A numbers game
Directed evolution has allowed industrial biochemists to produce enhanced enzymes, but it’s slow, generally taking up to a year to transform a natural enzyme into a version with a desired ability for industrial use. This owes to the fact that every enzyme variant must be screened to see if it improves upon the original and commonly, a large number of variants need to be tested before discernible improvements are found. This can considerably slow down the process and is akin to finding a needle in a haystack; even changing five amino acids (to all the other possible natural amino acids) in the natural enzyme generates millions of enzyme variants for testing. As a result, scientists like Reetz have been trying to develop methods in which we can “screen smarter” by creating smaller libraries of variants with higher chances of finding improvements.
When we decided to complement our expertise in conventional catalysts with biocatalysts, we turned to computational modelling to overcome the “numbers problem” of directed evolution. “Computational approaches may be the future of this field,” says Ahir Pushpanath, team leaderin biocatalysis at Johnson Matthey.
“What we’re doing is building on existing research to develop unique computational methods,” explains Ahir. His team uses in-house developed software tools and huge computerised databases to try to predict the best existing natural enzyme for a desired chemical reaction. “We fish out enzymes that are most likely to have the required capacity to do the reaction,” he says. “If it already exists in nature, we don’t need to engineer it.”

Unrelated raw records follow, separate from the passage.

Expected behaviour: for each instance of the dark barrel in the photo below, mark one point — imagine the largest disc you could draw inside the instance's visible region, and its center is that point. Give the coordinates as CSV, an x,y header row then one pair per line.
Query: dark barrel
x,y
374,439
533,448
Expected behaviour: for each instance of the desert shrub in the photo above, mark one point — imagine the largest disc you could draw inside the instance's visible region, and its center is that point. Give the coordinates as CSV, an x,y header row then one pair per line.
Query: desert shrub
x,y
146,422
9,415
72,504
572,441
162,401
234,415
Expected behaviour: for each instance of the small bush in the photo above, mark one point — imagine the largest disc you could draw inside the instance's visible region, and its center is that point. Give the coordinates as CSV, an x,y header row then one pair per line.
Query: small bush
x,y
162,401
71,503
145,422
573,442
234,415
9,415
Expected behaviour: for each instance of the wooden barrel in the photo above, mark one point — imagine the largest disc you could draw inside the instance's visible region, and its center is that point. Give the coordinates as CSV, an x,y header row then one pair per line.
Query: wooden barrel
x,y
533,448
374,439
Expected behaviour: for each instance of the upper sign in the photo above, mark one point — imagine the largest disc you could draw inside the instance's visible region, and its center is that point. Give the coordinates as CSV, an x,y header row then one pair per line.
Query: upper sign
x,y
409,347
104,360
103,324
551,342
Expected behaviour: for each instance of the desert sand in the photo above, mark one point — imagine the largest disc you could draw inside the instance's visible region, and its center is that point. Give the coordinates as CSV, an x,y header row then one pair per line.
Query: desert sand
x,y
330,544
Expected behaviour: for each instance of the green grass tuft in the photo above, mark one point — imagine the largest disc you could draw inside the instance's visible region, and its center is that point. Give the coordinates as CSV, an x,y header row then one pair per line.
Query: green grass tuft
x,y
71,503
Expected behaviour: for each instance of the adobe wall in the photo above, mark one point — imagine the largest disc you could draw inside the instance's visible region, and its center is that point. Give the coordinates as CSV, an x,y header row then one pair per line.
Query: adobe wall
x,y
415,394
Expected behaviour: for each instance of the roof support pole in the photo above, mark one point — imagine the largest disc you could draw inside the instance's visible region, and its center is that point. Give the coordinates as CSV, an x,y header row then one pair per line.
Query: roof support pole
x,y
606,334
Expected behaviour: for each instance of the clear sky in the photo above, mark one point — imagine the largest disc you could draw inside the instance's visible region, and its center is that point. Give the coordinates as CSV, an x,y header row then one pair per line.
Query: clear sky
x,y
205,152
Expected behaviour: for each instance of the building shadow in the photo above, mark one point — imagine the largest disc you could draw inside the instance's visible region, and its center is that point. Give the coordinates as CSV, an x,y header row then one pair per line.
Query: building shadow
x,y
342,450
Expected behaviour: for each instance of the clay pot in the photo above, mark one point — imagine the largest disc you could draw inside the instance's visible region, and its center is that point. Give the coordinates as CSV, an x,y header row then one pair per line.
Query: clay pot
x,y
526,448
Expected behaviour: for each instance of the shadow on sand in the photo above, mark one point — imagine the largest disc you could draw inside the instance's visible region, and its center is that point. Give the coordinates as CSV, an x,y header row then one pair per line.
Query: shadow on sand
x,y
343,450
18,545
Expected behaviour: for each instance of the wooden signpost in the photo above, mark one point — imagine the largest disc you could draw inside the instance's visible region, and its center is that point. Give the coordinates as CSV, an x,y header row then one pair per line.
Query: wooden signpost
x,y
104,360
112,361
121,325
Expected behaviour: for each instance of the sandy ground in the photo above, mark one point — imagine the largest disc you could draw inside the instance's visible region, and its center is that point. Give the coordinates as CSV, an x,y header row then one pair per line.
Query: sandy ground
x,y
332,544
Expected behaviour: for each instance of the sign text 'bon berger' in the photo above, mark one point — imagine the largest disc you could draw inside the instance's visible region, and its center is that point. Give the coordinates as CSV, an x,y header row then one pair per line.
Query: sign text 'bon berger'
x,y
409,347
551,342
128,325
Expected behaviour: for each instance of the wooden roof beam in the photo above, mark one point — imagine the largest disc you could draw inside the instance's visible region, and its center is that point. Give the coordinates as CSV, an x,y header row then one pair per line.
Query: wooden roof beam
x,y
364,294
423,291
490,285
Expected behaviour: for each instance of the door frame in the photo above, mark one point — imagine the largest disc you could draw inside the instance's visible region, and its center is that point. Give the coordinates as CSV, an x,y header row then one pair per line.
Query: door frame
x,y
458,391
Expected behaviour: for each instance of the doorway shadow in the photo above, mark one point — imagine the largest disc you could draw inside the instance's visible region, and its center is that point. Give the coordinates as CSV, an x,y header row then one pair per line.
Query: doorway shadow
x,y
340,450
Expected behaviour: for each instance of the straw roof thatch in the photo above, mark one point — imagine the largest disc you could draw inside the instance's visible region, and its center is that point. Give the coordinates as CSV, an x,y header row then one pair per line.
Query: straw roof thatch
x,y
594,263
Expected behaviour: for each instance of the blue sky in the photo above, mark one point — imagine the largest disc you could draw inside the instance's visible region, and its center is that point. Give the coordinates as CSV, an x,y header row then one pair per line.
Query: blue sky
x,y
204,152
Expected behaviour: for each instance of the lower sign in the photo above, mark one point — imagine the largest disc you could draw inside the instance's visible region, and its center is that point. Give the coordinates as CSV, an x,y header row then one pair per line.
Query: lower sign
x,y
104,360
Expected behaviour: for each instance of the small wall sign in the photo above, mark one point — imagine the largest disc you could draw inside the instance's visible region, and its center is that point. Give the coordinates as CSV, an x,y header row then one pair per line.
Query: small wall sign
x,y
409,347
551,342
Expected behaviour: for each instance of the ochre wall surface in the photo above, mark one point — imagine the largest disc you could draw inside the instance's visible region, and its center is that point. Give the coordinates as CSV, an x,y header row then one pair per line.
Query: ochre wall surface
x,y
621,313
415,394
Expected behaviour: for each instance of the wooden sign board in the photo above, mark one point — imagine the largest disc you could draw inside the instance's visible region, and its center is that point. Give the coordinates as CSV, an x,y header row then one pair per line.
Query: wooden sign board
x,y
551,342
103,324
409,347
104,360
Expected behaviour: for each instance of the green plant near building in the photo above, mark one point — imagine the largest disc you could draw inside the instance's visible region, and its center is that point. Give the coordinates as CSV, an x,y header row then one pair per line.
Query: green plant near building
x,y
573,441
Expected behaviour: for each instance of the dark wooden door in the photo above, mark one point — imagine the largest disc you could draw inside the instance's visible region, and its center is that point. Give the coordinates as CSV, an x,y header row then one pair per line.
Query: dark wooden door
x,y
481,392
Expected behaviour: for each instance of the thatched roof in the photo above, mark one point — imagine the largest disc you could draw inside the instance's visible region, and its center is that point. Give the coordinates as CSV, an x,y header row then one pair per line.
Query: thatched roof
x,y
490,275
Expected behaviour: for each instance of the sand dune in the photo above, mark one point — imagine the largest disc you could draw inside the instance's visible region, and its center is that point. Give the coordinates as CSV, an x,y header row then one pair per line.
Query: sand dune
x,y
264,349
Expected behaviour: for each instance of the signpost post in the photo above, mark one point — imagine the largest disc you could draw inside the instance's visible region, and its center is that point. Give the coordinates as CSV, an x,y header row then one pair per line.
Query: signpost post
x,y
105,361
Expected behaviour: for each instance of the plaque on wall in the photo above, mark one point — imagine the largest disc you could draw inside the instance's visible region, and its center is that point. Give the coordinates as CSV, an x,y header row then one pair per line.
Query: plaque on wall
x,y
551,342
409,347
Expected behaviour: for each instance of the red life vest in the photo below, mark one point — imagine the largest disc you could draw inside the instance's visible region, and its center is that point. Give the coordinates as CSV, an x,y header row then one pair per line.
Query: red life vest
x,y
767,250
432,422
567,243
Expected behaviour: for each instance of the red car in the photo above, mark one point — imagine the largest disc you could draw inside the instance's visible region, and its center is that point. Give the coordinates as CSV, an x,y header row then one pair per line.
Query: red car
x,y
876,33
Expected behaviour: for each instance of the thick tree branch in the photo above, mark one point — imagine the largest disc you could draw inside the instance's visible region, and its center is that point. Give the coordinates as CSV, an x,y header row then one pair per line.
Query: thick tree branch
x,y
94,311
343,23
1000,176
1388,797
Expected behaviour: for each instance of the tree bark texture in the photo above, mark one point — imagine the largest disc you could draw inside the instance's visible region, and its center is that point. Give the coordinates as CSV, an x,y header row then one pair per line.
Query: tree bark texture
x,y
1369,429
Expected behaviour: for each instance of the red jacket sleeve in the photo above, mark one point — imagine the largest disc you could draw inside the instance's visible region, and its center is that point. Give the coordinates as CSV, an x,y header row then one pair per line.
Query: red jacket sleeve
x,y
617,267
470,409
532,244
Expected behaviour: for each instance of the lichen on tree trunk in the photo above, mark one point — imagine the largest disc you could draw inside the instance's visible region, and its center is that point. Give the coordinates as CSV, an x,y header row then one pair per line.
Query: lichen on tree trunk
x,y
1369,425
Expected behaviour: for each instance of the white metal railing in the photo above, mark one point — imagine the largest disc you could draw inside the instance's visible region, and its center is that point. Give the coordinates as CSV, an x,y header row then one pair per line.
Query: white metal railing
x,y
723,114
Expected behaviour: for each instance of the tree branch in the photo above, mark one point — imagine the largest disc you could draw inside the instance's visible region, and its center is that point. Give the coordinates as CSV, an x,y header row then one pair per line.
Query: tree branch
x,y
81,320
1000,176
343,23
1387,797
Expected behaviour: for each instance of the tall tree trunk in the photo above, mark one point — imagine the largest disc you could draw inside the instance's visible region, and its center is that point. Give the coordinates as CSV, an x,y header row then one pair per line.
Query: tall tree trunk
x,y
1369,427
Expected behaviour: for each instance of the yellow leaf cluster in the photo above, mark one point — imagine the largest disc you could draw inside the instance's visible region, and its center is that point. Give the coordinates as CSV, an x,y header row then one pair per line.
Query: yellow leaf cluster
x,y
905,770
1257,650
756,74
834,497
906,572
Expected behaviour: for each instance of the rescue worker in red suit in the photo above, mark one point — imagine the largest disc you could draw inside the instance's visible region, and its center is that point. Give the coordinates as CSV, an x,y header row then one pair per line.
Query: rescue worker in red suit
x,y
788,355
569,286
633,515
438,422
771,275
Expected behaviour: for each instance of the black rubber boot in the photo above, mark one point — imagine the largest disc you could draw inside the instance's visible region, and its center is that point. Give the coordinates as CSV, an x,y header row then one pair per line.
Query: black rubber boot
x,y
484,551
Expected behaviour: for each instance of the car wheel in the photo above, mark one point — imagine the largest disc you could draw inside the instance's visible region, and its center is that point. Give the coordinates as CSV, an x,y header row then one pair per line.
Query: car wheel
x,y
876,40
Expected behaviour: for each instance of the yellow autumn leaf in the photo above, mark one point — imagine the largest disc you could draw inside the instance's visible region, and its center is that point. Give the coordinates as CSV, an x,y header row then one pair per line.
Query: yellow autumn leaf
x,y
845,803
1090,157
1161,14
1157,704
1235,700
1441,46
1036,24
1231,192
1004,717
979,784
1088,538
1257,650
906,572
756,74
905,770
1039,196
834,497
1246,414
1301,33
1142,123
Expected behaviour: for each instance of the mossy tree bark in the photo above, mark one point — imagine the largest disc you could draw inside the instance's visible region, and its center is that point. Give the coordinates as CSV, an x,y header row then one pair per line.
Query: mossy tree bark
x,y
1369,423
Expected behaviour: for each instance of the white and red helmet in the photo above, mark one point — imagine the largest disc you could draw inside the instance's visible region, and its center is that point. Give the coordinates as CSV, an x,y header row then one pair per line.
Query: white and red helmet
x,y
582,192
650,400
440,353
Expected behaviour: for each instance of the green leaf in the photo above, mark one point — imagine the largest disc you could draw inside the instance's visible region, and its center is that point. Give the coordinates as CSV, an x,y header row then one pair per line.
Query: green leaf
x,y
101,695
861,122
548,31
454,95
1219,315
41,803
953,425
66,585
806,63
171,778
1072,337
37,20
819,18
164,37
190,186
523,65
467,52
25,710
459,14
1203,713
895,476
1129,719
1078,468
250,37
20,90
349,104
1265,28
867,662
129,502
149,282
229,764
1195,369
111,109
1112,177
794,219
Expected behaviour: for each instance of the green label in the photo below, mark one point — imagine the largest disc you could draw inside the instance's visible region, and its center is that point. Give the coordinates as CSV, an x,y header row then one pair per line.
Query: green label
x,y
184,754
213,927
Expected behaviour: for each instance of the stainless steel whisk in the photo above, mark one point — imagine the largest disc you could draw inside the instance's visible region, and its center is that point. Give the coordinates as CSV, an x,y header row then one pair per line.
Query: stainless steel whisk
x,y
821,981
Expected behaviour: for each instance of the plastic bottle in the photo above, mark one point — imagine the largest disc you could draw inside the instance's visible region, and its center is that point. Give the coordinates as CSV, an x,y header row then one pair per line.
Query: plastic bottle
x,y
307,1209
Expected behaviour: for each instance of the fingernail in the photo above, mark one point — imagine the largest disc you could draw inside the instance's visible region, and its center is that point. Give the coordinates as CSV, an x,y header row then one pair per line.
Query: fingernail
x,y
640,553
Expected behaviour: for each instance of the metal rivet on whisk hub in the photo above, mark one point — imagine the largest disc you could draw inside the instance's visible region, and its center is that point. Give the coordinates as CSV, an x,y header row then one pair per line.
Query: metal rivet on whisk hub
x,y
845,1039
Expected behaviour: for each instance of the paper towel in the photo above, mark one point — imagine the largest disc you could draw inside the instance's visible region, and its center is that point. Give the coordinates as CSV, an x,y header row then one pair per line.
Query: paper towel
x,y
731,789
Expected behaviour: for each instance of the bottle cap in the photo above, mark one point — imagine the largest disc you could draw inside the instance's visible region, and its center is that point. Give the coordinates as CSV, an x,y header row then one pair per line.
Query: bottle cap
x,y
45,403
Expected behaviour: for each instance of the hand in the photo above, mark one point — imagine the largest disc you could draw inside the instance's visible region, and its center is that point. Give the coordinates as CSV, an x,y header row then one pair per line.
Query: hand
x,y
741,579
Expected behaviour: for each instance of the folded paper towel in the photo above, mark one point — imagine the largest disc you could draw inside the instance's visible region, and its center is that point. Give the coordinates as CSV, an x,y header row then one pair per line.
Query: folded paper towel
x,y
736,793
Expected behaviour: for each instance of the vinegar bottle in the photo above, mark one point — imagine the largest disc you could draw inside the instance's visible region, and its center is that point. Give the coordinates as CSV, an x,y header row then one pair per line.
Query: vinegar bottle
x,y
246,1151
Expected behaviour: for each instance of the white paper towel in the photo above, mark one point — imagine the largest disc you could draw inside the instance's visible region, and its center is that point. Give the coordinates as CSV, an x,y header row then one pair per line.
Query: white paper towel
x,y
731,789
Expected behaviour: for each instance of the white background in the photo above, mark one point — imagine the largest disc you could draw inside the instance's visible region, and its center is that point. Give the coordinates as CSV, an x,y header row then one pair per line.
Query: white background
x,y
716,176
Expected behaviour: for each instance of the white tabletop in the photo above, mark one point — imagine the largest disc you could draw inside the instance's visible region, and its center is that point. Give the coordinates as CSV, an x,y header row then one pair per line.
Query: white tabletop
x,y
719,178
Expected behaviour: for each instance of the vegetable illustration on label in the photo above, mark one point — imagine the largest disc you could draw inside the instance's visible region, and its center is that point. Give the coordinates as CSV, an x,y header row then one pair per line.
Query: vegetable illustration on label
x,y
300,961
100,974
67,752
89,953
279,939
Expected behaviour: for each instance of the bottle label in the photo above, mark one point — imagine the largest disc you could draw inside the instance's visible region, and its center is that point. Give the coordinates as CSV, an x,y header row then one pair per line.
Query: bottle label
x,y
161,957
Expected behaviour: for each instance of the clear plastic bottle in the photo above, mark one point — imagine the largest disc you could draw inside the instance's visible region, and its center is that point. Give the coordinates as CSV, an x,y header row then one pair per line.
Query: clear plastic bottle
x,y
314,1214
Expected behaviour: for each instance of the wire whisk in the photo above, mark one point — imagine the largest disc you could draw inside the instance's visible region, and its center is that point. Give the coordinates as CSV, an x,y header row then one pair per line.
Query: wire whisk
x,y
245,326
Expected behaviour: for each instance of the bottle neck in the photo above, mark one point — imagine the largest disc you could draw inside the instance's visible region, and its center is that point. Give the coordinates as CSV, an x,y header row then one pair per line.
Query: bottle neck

Where there isn’t a suitable natural enzyme for the desired reaction, Ahir and his team move onto enzyme engineering using smart library design, rather than directed evolution. Here, they compare the DNA sequence (genetic code), the amino acid sequence and predicted 3-D structure of the encoded enzyme for thousands of enzyme variants. They use these, in addition to other computational biology tools, to identify which alterations are most probably required to improve a given enzyme. Although the method is not fool-proof, it drastically reduces the number of enzyme variants that need to be screened before finding improvements. He says: “Unlike conventional direct evolution, this process is quicker and on average we can often discover a suitable enzyme with the correct abilities within two months.”
From computer to customer
From a practical viewpoint, library construction is performed by the molecular biologist team, who specialise in techniques to mutate the DNA sequence (of the original natural enzyme) according to the design proposed by the computational team. These scientists then insert the DNA coding for the enzyme variants into fast-growing bacteria called Escherichia coli. Our E. coli are tailored to produce vast quantities of the target enzyme as part of their life cycle.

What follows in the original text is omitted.